El aire es de todos

De niños se solía dar la monserga a algún hermano o amigo invadiendo su espacio aéreo –el que le rodea dentro del radio de cortesía‑ y haciendo revolotear las manos alrededor de su cara sin tocarlo. Ante su justificada quemazón, se argumentaba que “el aire es de todos” como lógica irrebatible. Es la misma que implícitamente usa un conductor –ya crecido–cuando invade el espacio aéreo de otros para llenarlo de los gases que despide su vehículo.

Debido a un anticiclón impertinente ‑insensible a las próximas elecciones municipales‑ la segunda semana de febrero fue crítica para la contaminación en diversas ciudades y, muy particularmente, en Madrid. Ya en febrero se habían superado los límites legales o, mejor dicho, los permitidos por la Unión Europea para todo el año. Con la sucia boina bien calada, el Ayuntamiento de Madrid pidió a los vecinos que se abstuvieran de coger el coche al día siguiente. Y –¡sorpresa!– al día siguiente, las cifras de tráfico fueron exactamente iguales que las del anterior.

¿Sorpresa?, quizá, pero no debida a la nula respuesta de los ciudadanos, sino a la pretensión de que la población ha de atajar el serio problema de la polución ambiental. Porque la administración sabe que no existe la población, sino ciudadanos. Y resulta que cada uno de ellos, a pesar de preferir menos a más polución, decidirá individualmente no abstenerse de usar el coche.

Y lo hará sesudamente, sopesando pros y contras. El aire es de todos, es cierto; que es decir que nadie tiene su propiedad y a nadie se puede excluir de su libre uso. Se dice que es un bien comunal. Su utilización presenta un problema crítico cuando tienen acceso al bien un gran número de usuarios. El motivo es que, mientras que el beneficio de su uso se disfruta individualmente, el coste se reparte entre todos. Eso modifica radicalmente la decisión de cómo usarlo, en comparación con la situación en que pros y contras se disfrutan y sufren privadamente.

Dibujo de Gianni Peg

Así es. Puesto que cualquier conductor consideraría que el coste de respirarse él solito todo el humo que emite su coche es mucho mayor que el beneficio de usarlo, su lógica decisión sería dejarlo aparcado. Pero la cosa no va así; porque el humo que vierte su coche al aire se respira entre todos los ciudadanos. Como hay 3 millones largos en la capital para repartirse ese humo, la lógica de coste-beneficio cambia las cosas: al dividirse entre todos, el coste de respirar el humo vertido es prácticamente nulo, mientras que el beneficio sigue intacto.
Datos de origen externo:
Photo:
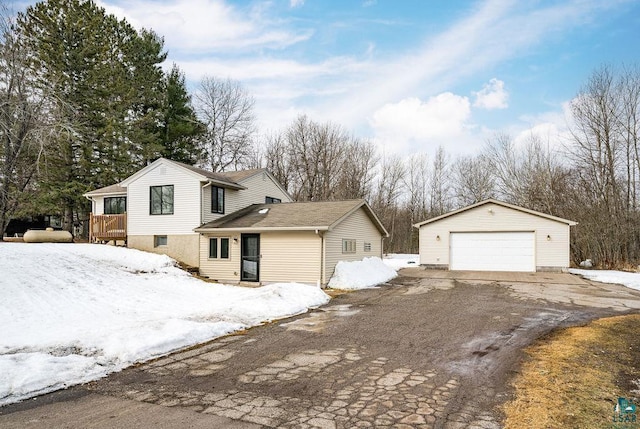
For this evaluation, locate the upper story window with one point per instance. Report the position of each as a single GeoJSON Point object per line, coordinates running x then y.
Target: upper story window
{"type": "Point", "coordinates": [115, 205]}
{"type": "Point", "coordinates": [217, 199]}
{"type": "Point", "coordinates": [161, 201]}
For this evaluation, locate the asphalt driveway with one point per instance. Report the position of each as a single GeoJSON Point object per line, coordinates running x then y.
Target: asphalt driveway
{"type": "Point", "coordinates": [433, 349]}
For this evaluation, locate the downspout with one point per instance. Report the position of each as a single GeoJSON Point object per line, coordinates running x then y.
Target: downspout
{"type": "Point", "coordinates": [322, 280]}
{"type": "Point", "coordinates": [202, 202]}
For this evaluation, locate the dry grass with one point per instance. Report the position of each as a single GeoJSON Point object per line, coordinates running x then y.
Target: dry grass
{"type": "Point", "coordinates": [574, 376]}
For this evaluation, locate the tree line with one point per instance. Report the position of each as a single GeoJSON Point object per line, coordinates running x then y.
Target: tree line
{"type": "Point", "coordinates": [84, 103]}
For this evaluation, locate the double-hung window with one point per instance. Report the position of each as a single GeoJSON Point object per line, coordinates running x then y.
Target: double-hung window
{"type": "Point", "coordinates": [217, 199]}
{"type": "Point", "coordinates": [218, 248]}
{"type": "Point", "coordinates": [115, 205]}
{"type": "Point", "coordinates": [161, 200]}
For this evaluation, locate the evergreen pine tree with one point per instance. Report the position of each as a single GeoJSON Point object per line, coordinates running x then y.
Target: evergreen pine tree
{"type": "Point", "coordinates": [180, 128]}
{"type": "Point", "coordinates": [108, 83]}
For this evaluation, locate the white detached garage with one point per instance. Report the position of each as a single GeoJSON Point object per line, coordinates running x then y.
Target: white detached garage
{"type": "Point", "coordinates": [495, 236]}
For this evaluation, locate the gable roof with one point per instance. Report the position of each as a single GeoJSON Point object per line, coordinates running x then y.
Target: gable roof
{"type": "Point", "coordinates": [201, 174]}
{"type": "Point", "coordinates": [107, 190]}
{"type": "Point", "coordinates": [499, 203]}
{"type": "Point", "coordinates": [305, 216]}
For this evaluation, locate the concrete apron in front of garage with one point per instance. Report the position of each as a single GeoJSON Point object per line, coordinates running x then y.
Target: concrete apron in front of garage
{"type": "Point", "coordinates": [434, 349]}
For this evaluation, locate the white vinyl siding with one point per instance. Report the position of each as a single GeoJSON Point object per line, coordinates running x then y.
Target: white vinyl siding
{"type": "Point", "coordinates": [290, 256]}
{"type": "Point", "coordinates": [549, 253]}
{"type": "Point", "coordinates": [285, 257]}
{"type": "Point", "coordinates": [259, 186]}
{"type": "Point", "coordinates": [493, 251]}
{"type": "Point", "coordinates": [359, 227]}
{"type": "Point", "coordinates": [186, 202]}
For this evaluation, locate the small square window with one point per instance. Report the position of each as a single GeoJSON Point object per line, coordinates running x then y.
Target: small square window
{"type": "Point", "coordinates": [161, 200]}
{"type": "Point", "coordinates": [348, 245]}
{"type": "Point", "coordinates": [218, 248]}
{"type": "Point", "coordinates": [159, 240]}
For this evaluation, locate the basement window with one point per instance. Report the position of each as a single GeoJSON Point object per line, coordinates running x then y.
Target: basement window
{"type": "Point", "coordinates": [219, 248]}
{"type": "Point", "coordinates": [159, 240]}
{"type": "Point", "coordinates": [348, 245]}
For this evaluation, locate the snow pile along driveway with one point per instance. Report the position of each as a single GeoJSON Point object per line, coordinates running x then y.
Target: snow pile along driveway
{"type": "Point", "coordinates": [361, 274]}
{"type": "Point", "coordinates": [401, 260]}
{"type": "Point", "coordinates": [630, 280]}
{"type": "Point", "coordinates": [71, 313]}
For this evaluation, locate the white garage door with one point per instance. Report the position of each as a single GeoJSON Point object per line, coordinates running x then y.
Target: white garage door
{"type": "Point", "coordinates": [492, 251]}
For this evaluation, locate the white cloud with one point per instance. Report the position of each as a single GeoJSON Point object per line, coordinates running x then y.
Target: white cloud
{"type": "Point", "coordinates": [492, 96]}
{"type": "Point", "coordinates": [411, 121]}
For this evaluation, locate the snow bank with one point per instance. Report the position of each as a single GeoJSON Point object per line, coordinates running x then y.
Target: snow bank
{"type": "Point", "coordinates": [361, 274]}
{"type": "Point", "coordinates": [630, 280]}
{"type": "Point", "coordinates": [401, 260]}
{"type": "Point", "coordinates": [71, 313]}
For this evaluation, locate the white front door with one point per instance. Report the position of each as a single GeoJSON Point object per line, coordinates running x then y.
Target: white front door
{"type": "Point", "coordinates": [492, 251]}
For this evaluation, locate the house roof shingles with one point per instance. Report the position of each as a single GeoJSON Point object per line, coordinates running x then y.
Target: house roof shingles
{"type": "Point", "coordinates": [321, 215]}
{"type": "Point", "coordinates": [108, 190]}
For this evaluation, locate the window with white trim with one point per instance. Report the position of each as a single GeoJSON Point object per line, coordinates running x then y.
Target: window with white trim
{"type": "Point", "coordinates": [218, 248]}
{"type": "Point", "coordinates": [115, 205]}
{"type": "Point", "coordinates": [161, 199]}
{"type": "Point", "coordinates": [217, 199]}
{"type": "Point", "coordinates": [159, 240]}
{"type": "Point", "coordinates": [348, 245]}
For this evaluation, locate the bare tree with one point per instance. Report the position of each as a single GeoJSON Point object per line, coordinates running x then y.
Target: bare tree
{"type": "Point", "coordinates": [440, 195]}
{"type": "Point", "coordinates": [276, 154]}
{"type": "Point", "coordinates": [226, 109]}
{"type": "Point", "coordinates": [472, 180]}
{"type": "Point", "coordinates": [386, 197]}
{"type": "Point", "coordinates": [26, 122]}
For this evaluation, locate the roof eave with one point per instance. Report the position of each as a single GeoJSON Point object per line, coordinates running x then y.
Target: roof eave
{"type": "Point", "coordinates": [228, 185]}
{"type": "Point", "coordinates": [499, 203]}
{"type": "Point", "coordinates": [265, 229]}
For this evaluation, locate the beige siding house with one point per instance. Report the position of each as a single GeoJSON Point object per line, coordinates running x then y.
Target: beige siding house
{"type": "Point", "coordinates": [300, 242]}
{"type": "Point", "coordinates": [157, 208]}
{"type": "Point", "coordinates": [495, 236]}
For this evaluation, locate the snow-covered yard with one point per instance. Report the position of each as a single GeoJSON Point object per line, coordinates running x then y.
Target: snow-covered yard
{"type": "Point", "coordinates": [630, 280]}
{"type": "Point", "coordinates": [71, 313]}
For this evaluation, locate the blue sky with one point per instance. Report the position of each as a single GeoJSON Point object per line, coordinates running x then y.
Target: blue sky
{"type": "Point", "coordinates": [408, 74]}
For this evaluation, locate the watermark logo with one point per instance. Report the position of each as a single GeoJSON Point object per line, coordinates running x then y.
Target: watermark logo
{"type": "Point", "coordinates": [624, 411]}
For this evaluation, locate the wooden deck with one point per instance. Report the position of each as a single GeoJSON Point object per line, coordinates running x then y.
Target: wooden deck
{"type": "Point", "coordinates": [107, 227]}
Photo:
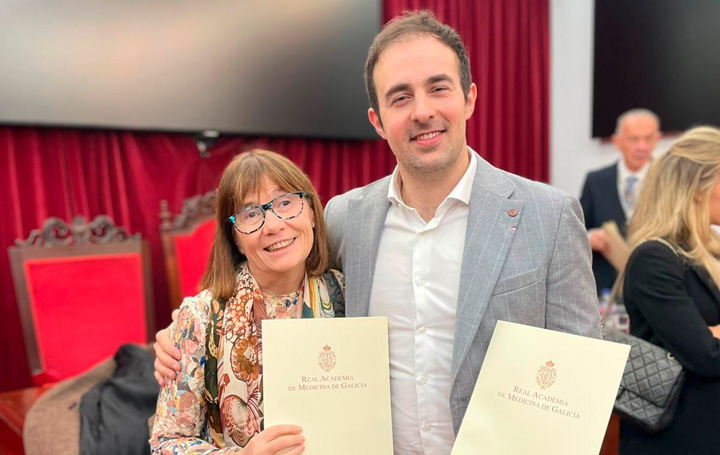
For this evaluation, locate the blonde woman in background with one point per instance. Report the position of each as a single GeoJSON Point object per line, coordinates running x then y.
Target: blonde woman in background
{"type": "Point", "coordinates": [671, 291]}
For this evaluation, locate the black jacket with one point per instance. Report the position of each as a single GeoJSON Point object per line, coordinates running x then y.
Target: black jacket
{"type": "Point", "coordinates": [671, 304]}
{"type": "Point", "coordinates": [600, 202]}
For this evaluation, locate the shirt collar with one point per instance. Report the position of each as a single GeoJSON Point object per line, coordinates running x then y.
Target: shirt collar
{"type": "Point", "coordinates": [461, 192]}
{"type": "Point", "coordinates": [624, 172]}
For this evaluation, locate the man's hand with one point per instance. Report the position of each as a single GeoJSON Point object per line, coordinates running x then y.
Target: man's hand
{"type": "Point", "coordinates": [166, 355]}
{"type": "Point", "coordinates": [276, 439]}
{"type": "Point", "coordinates": [598, 240]}
{"type": "Point", "coordinates": [715, 329]}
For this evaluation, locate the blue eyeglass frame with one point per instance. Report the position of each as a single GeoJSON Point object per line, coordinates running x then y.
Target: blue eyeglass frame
{"type": "Point", "coordinates": [265, 208]}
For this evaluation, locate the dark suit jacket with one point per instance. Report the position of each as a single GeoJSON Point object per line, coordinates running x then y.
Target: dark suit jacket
{"type": "Point", "coordinates": [671, 304]}
{"type": "Point", "coordinates": [600, 202]}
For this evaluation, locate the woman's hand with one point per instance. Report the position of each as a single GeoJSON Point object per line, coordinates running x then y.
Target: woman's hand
{"type": "Point", "coordinates": [276, 438]}
{"type": "Point", "coordinates": [166, 355]}
{"type": "Point", "coordinates": [715, 329]}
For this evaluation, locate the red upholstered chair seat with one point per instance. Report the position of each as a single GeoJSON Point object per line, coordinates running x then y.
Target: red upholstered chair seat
{"type": "Point", "coordinates": [80, 302]}
{"type": "Point", "coordinates": [80, 321]}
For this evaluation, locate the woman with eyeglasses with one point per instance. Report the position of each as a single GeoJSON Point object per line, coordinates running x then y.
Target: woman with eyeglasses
{"type": "Point", "coordinates": [269, 260]}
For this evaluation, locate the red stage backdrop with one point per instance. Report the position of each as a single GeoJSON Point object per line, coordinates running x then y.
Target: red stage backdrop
{"type": "Point", "coordinates": [66, 172]}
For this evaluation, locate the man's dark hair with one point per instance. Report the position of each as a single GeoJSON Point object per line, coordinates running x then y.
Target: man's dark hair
{"type": "Point", "coordinates": [410, 24]}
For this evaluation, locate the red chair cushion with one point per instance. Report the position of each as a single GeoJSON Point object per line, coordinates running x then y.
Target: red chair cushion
{"type": "Point", "coordinates": [84, 308]}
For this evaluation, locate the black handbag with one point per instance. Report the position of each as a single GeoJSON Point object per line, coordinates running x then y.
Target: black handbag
{"type": "Point", "coordinates": [653, 378]}
{"type": "Point", "coordinates": [650, 386]}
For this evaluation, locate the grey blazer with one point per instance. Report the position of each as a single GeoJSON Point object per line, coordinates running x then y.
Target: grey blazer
{"type": "Point", "coordinates": [526, 260]}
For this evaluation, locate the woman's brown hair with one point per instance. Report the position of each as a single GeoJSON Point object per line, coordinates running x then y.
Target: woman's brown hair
{"type": "Point", "coordinates": [245, 175]}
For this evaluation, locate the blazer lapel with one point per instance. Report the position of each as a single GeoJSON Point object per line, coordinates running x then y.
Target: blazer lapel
{"type": "Point", "coordinates": [366, 218]}
{"type": "Point", "coordinates": [492, 221]}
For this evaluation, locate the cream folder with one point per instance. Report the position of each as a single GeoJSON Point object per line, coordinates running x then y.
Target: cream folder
{"type": "Point", "coordinates": [331, 377]}
{"type": "Point", "coordinates": [541, 392]}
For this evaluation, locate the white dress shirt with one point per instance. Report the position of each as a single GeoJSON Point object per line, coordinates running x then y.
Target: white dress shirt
{"type": "Point", "coordinates": [416, 285]}
{"type": "Point", "coordinates": [623, 174]}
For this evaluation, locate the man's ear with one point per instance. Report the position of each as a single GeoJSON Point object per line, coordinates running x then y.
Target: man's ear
{"type": "Point", "coordinates": [470, 103]}
{"type": "Point", "coordinates": [374, 118]}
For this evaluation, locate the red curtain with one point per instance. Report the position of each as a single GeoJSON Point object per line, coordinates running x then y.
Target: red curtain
{"type": "Point", "coordinates": [66, 172]}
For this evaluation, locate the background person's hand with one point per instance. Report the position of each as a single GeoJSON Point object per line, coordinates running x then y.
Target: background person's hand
{"type": "Point", "coordinates": [598, 240]}
{"type": "Point", "coordinates": [275, 439]}
{"type": "Point", "coordinates": [166, 355]}
{"type": "Point", "coordinates": [715, 329]}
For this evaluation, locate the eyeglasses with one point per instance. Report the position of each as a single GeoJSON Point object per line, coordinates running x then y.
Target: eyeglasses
{"type": "Point", "coordinates": [285, 207]}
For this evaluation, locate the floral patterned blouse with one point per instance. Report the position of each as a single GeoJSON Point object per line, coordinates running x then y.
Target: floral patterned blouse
{"type": "Point", "coordinates": [181, 423]}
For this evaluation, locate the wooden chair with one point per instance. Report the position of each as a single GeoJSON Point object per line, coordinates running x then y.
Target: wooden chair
{"type": "Point", "coordinates": [82, 290]}
{"type": "Point", "coordinates": [187, 241]}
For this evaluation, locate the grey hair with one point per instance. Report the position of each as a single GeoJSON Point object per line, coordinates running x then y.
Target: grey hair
{"type": "Point", "coordinates": [636, 112]}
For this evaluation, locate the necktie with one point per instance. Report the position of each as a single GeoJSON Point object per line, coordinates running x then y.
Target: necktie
{"type": "Point", "coordinates": [630, 197]}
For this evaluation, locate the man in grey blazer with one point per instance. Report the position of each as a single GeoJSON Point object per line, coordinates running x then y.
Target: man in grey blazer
{"type": "Point", "coordinates": [448, 245]}
{"type": "Point", "coordinates": [520, 254]}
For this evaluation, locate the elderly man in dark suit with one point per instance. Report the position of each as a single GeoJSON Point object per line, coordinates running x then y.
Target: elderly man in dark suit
{"type": "Point", "coordinates": [610, 193]}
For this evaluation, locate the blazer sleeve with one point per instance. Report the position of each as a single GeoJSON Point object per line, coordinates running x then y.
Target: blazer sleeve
{"type": "Point", "coordinates": [655, 284]}
{"type": "Point", "coordinates": [571, 301]}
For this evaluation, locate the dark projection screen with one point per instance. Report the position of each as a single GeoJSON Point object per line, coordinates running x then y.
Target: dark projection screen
{"type": "Point", "coordinates": [663, 55]}
{"type": "Point", "coordinates": [268, 67]}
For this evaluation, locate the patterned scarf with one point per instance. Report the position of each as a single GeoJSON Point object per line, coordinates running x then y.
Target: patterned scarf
{"type": "Point", "coordinates": [233, 370]}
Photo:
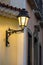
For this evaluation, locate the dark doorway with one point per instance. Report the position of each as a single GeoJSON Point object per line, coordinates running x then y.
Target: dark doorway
{"type": "Point", "coordinates": [29, 49]}
{"type": "Point", "coordinates": [40, 55]}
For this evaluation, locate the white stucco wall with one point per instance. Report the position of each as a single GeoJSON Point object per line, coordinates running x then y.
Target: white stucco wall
{"type": "Point", "coordinates": [18, 3]}
{"type": "Point", "coordinates": [12, 55]}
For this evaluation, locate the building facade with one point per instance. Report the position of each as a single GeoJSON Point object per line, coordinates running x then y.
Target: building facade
{"type": "Point", "coordinates": [26, 48]}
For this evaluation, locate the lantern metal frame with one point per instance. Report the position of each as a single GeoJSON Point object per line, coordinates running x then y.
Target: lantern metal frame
{"type": "Point", "coordinates": [23, 12]}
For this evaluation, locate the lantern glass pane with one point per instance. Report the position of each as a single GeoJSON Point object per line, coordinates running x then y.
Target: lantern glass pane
{"type": "Point", "coordinates": [23, 21]}
{"type": "Point", "coordinates": [19, 19]}
{"type": "Point", "coordinates": [26, 22]}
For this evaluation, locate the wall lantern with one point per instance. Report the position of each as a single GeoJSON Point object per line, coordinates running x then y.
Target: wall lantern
{"type": "Point", "coordinates": [23, 19]}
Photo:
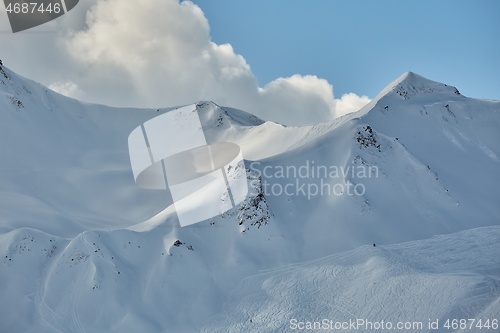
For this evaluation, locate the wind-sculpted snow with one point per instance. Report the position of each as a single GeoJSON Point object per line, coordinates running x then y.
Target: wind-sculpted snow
{"type": "Point", "coordinates": [83, 249]}
{"type": "Point", "coordinates": [449, 276]}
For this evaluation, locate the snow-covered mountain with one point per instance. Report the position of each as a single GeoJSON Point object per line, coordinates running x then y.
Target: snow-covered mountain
{"type": "Point", "coordinates": [83, 249]}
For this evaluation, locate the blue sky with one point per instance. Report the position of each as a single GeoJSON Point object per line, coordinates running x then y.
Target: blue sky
{"type": "Point", "coordinates": [361, 46]}
{"type": "Point", "coordinates": [290, 61]}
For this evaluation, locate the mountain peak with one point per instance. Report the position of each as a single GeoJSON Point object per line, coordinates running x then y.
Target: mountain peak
{"type": "Point", "coordinates": [410, 85]}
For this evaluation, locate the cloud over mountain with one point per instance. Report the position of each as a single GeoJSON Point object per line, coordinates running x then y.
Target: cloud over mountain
{"type": "Point", "coordinates": [153, 54]}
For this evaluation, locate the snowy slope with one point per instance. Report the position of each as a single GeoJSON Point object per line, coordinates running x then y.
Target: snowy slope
{"type": "Point", "coordinates": [83, 249]}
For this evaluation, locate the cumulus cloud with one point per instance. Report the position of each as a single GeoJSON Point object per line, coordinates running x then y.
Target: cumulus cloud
{"type": "Point", "coordinates": [349, 103]}
{"type": "Point", "coordinates": [159, 53]}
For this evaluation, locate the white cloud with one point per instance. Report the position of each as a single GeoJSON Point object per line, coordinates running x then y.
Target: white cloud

Así que compensa mover el coche.

El razonamiento es  redondo: nada de dejar el coche aparcado. El problema es que sólo se ha hecho una vez. ¿Qué sucede si se repite unas 2 millones de veces, que es el orden del número de vehículos de Madrid? Que ningún conductor dejará aparcado el coche: que ha sido exactamente la reacción de los conductores madrileños a la petición del alcalde.

Las implicaciones de todo el argumento son muy desagradables. Por un lado el bien comunal se sobreexplota; el color del aire se degrada al gris. Y claramente empeora al negro cuando aumenta el número de usuarios, hasta niveles intolerables para la salud. Lo que resulta paradójico, puesto que no está en la intención de los usuarios, ni individual ni como colectivo, que prefieren el aire limpio. Por otro lado, todos los usuarios pueden mejorar fácilmente su situación ‑su respiración‑: basta que todos dejen aparcado el coche. ¿Por qué no lo hacen? De nuevo hay que pensar de uno en uno: si uno supone que los demás lo harán, vuelven a salir los números para no hacerlo, porque el coste de un solo coche funcionando se disipa frente al beneficio de usarlo. Pero como todos razonarán de esa manera, vuelta a la situación negra.

Los conductores están atrapados en la lógica de una trampa cuyo desenlace acaba potencialmente en tragedia. En un famoso artículo publicado en 1968, Garret Hardin la identificó como la “tragedia de los bienes comunales”. En su ejemplo de referencia, los usuarios –vaqueros‑ llevan sus vacas a consumir los pastos de un prado que es bien comunal, igual que nuestros conductores llevan sus coches a la ciudad a consumir aire limpio de todos.  “La ruina es el destino al que todos los hombres se precipitan al perseguir cada uno su propio mejor interés en una sociedad que cree en la libertad de uso de los bienes comunales”, dijo Hardin. También sugirió posibles soluciones, que debería implementar el administrador. Por ejemplo, limitar el acceso –como se hace en algunos parques naturales‑ o cobrar una tasa –como sucede para entrar en coche al centro de Londres desde 2003. En Madrid, lo que no solucionó el ayuntamiento lo hizo una amable borrasca.